For web applications, the elements of good design mandate that the
response time of the application is less than 100msec. Anything longer,
and the customer will experience a disassociation between input and action.
This constraint forces web applications to service all requests from memory.
For high-performance computing, the mandate is even stronger. A typical HPC application will use tens of thousands of processors in a synchronized manner, and one slow process can impede the progress of tens of thousands other processes, destroying the performance of the parallel application. It is paramount for parallel algorithms to distribute the data structures on which to compute in such a way that the working set is in memory across all processing nodes.
In addition to requiring that all requests are serviced from memory, the algorithm should aim to keeps all the processors busy by balancing the computational intensity. When information must be exchanged among the processors, it is beneficial if communication overlaps computation. The communication network tends to be the weakest link in parallel computation with latencies that are 5 to 6 orders of magnitude slower than ALU operations.

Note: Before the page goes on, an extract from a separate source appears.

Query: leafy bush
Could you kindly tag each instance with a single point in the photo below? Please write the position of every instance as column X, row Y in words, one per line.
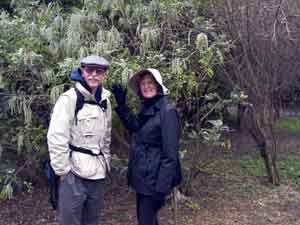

Good algorithm desigms, sequential or parallel, take into account where, and how, operands need to be accessed. The key insight for sequential algorithm optimization is to be aware of the memory hierarchy. The insight for parallel algorithms is to be aware where in space the operands reside, and avoid accessing remote operands. Instead, the algorithm designer must orchestrate a global memory allocation and use as to hide the latency of communicating state among processors.
Variability is another attribute that parallel algorithms are sensitive to. As tens of thousands of processors are working together, when the initial division of labor has generated a balanced workload, any variability caused by poor operand locality, network contention, or clock frequency modulation due to power constraints, causes the collective to wait for the slowest process. As the number of processors grows, so does variability. And unfortunately, when variability rises processor utilization drops and algorithmic performance suffers.